Kay Espenhayn

Personal information
- Nickname: Goldfish
- Born: 20 August 1968 Leipzig, East Germany
- Died: 15 September 2002 (aged 34) Leipzig, Germany

Sport
- Country: Germany
- Sport: Paralympic swimming
- Disability: Paraplegia
- Disability class: S4

Medal record
Paralympic swimming
Representing Germany
Paralympic Games
| Gold medal – first place | 1996 Atlanta | Women's 50m backstroke S4 |
| Gold medal – first place | 1996 Atlanta | Women's 200m freestyle S4 |
| Gold medal – first place | 1996 Atlanta | Women's 150m individual medley SM4 |
| Silver medal – second place | 1996 Atlanta | Women's 50m freestyle S4 |
| Silver medal – second place | 1996 Atlanta | Women's 100m freestyle S4 |
| Silver medal – second place | 2000 Sydney | Women's 50m freestyle S4 |
| Silver medal – second place | 2000 Sydney | Women's 100m freestyle S4 |
| Silver medal – second place | 2000 Sydney | Women's 200m freestyle S4 |
| Silver medal – second place | 2000 Sydney | Women's 150m individual medley SM4 |
| Silver medal – second place | 2000 Sydney | Women's 4x50m medley relay |
| Bronze medal – third place | 1996 Atlanta | Women's 50m breaststroke SB3 |

= Kay Espenhayn =

German Paralympic swimmer

Kay Espenhayn (20 August 1968 - 15 September 2002) was a former German Paralympic swimmer. She was born in a Christian family and was the first German to become a UNICEF ambassador in disabled sports.

==Swimming career==
Espenhayn studied at the Leipzig Medical School in 1986 to 1989 where she got a job at Diakonissenhaus Leipzig as a medical technical laboratory assistant after graduation. During her studies, she attended a regular swimming group and became a lifeguard at the Kulkwitzer See near her hometown on the border of the Baltic Sea.

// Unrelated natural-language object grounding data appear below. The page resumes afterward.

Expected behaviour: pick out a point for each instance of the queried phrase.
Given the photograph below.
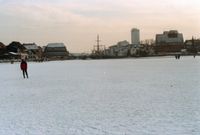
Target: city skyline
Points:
(76, 23)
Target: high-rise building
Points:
(135, 37)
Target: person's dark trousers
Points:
(25, 73)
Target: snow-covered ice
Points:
(150, 96)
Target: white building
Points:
(171, 37)
(135, 37)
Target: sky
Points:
(76, 23)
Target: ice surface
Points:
(153, 96)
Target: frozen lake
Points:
(152, 96)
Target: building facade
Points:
(56, 51)
(135, 37)
(172, 37)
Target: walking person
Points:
(24, 66)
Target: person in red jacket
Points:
(24, 66)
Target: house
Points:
(56, 51)
(34, 51)
(15, 49)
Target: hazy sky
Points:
(77, 22)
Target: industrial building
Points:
(56, 51)
(171, 37)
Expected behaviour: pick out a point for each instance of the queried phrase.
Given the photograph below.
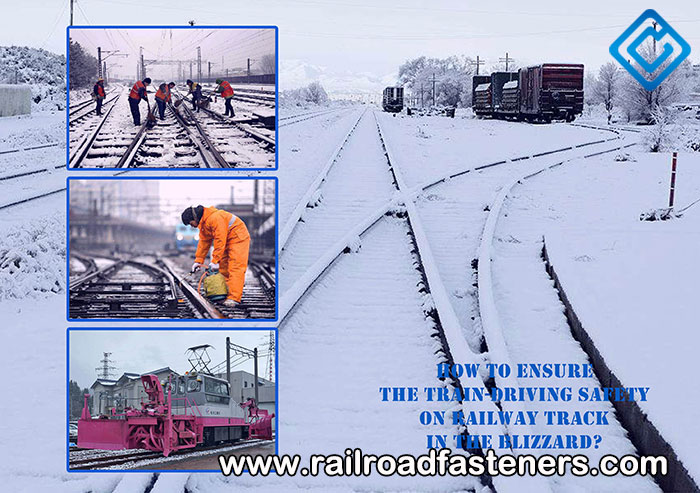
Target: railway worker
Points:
(196, 91)
(226, 91)
(138, 92)
(98, 93)
(229, 235)
(163, 97)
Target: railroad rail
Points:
(292, 119)
(86, 459)
(402, 206)
(155, 287)
(182, 140)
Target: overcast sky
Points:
(376, 37)
(227, 48)
(142, 351)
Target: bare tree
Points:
(605, 89)
(268, 64)
(640, 103)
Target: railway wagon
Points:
(187, 411)
(498, 80)
(551, 90)
(477, 80)
(392, 100)
(483, 102)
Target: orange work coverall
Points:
(231, 242)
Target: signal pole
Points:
(507, 59)
(478, 62)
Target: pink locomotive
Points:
(187, 411)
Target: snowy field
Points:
(362, 324)
(611, 263)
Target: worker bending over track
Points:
(196, 91)
(227, 93)
(163, 97)
(229, 235)
(98, 94)
(138, 92)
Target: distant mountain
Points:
(297, 73)
(24, 65)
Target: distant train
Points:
(393, 99)
(539, 93)
(182, 413)
(186, 237)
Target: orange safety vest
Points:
(227, 89)
(164, 96)
(134, 94)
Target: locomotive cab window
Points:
(193, 385)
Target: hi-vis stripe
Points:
(233, 220)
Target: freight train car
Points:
(182, 413)
(551, 90)
(539, 93)
(392, 100)
(483, 102)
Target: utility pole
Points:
(478, 63)
(507, 59)
(143, 64)
(255, 365)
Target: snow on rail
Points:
(318, 181)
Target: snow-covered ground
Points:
(632, 283)
(362, 325)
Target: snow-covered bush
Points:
(660, 136)
(42, 70)
(32, 258)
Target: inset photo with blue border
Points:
(173, 400)
(175, 248)
(172, 97)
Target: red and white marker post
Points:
(672, 192)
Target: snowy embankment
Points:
(630, 282)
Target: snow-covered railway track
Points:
(184, 139)
(292, 119)
(154, 287)
(429, 258)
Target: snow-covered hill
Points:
(347, 85)
(44, 71)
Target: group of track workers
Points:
(139, 92)
(220, 231)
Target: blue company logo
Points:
(645, 70)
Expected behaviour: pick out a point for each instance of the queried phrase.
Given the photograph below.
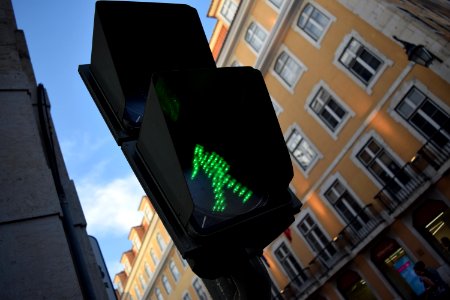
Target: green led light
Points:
(216, 168)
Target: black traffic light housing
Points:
(131, 41)
(204, 142)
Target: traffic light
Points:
(133, 40)
(204, 142)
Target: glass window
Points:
(380, 163)
(142, 281)
(301, 149)
(148, 271)
(316, 238)
(199, 289)
(158, 294)
(430, 120)
(137, 292)
(277, 3)
(174, 271)
(313, 22)
(328, 109)
(255, 36)
(360, 61)
(154, 257)
(228, 10)
(136, 242)
(187, 297)
(290, 264)
(119, 287)
(346, 205)
(161, 243)
(287, 68)
(166, 284)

In 1989, Espenhayn had a swollen lymph node removed from her neck but the operation went wrong and it inadvertently cut through a nerve which affected her cervical spine, right shoulder joint, and right arm which restricted most movement in her right arm. After the operation, she quit her job and focused on swimming and joined the Leipzig Disabled Sports Club. In 1993, she suffered from spinal disc damage from her nursing job, she had surgery on her spine and six-month hospital stay, she was diagnosed with complete paraplegia from the fifth thoracic vertebrae and spent the rest of her life in a wheelchair.

In 1994, she began competitive swimming at the Saxony Championships in April, the German championships in July of that year. Her first international appearance was at the Dutch championships in 1995 where she swam four world records at the European Championships in Perpignan. Tragedy struck in December 1995 when Espenhayn was involved in a car accident in Kreischa and was then told by doctors that she wouldn't walk again. Once she was discharged from hospital in March 1996, she was able to participate in the German Open championships and qualified for the 1996 Summer Paralympics in Atlanta where she won six medals: three gold, two silver and one bronze and qualified again for the 2000 Summer Paralympics in Sydney, where she won five silver medals.

==Death==
Espenhayn died of complications to lung, kidney and heart disease in a hospital in Leipzig on 15 September 2002.